Рухнули лишь под утро и спали так крепко, что прибывшие разбираться с нами за саботаж представители колхоза не могли до нас добудиться. Но до чего же подлая старуха, сказала, что в таком состоянии, пьяненькие, мы каждый день с тока являемся. И шоб от неё забрали этих городских шлюх. Видимо, эту пьесу весёлое колхозное начальство проигрывало в сентябре со студентами каждый год. Стали предлагать перебраться к другой хозяйке на постой и выходить на работу, а иначе сообщат в институт о нашем поведении. Девки сразу приуныли, глазки опустили, мокрые шмотки стали собирать. Меня уже бил знакомый с детства озноб и отрыжка с блевотиной подступила к горлу. Прямо на пороге я выдала первую порцию, чем усугубила ситуацию. Других девчонок от бабкиного кисляка тоже начало тошнить, но они забежали за угол дома. Отдышавшись, разозлившись, я открыла свой нежный девичий ротик. Я начала кричать: где наш руководитель, почему не с нами? Почта здесь есть? На центральной усадьбе? Пошли все вместе дадим телеграмму в институт.
– Сама давай, умная нашлась. Откуда ты к нам спрыгнула?
– А чего испугались? С вами по-скотски, а вы боитесь. Ладно, без вас обойдусь, от себя отправлю и письмо, и телеграмму. Подыхать из-за этих куркулей не собираюсь. И валяться на земляных полах, и помои жрать не хочу. Вам нравится – оставайтесь, продолжайте чесаться и гнить оттого, что негде даже подмыться.
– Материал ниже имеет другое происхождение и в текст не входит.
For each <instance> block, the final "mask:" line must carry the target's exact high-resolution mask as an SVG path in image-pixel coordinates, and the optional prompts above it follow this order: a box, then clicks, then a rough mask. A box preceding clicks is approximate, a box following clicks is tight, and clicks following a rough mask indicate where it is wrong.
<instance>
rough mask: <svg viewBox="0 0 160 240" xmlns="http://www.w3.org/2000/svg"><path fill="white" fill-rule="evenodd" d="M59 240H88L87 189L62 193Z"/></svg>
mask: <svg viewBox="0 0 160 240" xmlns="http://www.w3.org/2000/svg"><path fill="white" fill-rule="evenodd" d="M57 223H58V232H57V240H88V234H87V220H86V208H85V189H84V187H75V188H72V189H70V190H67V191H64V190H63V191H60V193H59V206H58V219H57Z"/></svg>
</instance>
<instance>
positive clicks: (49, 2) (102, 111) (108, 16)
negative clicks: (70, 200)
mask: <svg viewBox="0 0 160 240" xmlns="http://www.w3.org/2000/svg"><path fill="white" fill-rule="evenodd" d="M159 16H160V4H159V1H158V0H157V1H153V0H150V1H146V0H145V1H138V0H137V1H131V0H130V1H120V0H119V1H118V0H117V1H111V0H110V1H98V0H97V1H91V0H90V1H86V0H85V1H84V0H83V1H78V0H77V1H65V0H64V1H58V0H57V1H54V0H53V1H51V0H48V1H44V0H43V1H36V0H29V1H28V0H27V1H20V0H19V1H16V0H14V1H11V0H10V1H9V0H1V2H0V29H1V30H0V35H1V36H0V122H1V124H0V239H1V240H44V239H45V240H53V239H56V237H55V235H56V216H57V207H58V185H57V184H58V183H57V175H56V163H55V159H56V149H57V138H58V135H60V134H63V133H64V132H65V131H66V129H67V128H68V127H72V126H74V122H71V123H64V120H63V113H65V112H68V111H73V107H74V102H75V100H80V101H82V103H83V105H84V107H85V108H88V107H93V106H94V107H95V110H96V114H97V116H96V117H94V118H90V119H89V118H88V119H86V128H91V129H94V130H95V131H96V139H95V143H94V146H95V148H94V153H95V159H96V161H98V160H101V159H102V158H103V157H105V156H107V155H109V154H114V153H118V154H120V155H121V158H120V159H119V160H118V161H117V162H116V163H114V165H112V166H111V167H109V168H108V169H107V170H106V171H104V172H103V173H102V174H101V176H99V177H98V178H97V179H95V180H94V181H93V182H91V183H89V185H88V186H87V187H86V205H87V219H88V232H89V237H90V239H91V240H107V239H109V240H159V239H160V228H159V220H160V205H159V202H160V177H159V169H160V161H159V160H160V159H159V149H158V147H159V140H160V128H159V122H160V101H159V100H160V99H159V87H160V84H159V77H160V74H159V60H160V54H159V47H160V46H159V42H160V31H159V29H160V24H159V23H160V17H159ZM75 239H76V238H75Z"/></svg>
Хватит.
Мой страстный монолог, видно, пронял, девчонки вызвались меня сопроводить до станции. Мы несколько километров тащились под дождем и все вымокли, еще заболеть не хватало. Эта станция только называлась станцией, здесь заканчивалась узкоколейка, какой-то аппендикс неотрезанный, с давно проросшими травой шпалами и ржавыми рельсами. Сюда, вероятно, в эти хранилища вдоль железки и перевозят кукурузное зерно и сдают государству. В здании вокзала, которое смотрелось немногим лучше, чем ха та нашей хозяйки, была узкая комнатёнка с решётками, ее отвели под почту. Сама она ничего не отправляла, а только работала как передаточное устройство. Позвонить по межгороду тоже не получилось. На все наши просьбы был один ответ: линия занята, езжайте в райцентр.
Девчонки ждали меня у сельпо, пока я строчила две телеграммы и написала пару писем, которые опустила в висящий на стене ящик. Большой надежды, что мои послания буду вовремя отправлены, не было. Но не это главное, надо было этой кугутне показать, что и на них можно найти управу они не хозяева нашей жизни. То, что тётка с почты прочтёт и телеграммы, и письма, хотя я тщательно заклеила конверт, и передаст содержание кому следует, а уж своему начальству тем более, я не сомневалась. И начнут нам еще больше угрожать. Но что-то все-таки зашевелилось. Пока мы добрели обратно к месту нашей постоянной дислокации, уже наметились кое-какие движения. Те два тракториста пытались починить железные кровати, это им почти удалось. А бабка вытащила наши матрасы сушиться на солнце, весь свой завалившийся тын обвесила дерюгами, которыми мы укрывались. Подъехал ещё один трактор, два незнакомых хлопца привезли нам обед. На третье вместо едва подслащенного компотного варева был целый ящик сочных желтоватых яблок и несколько спелых дынь цыганочек. Совсем другое дело.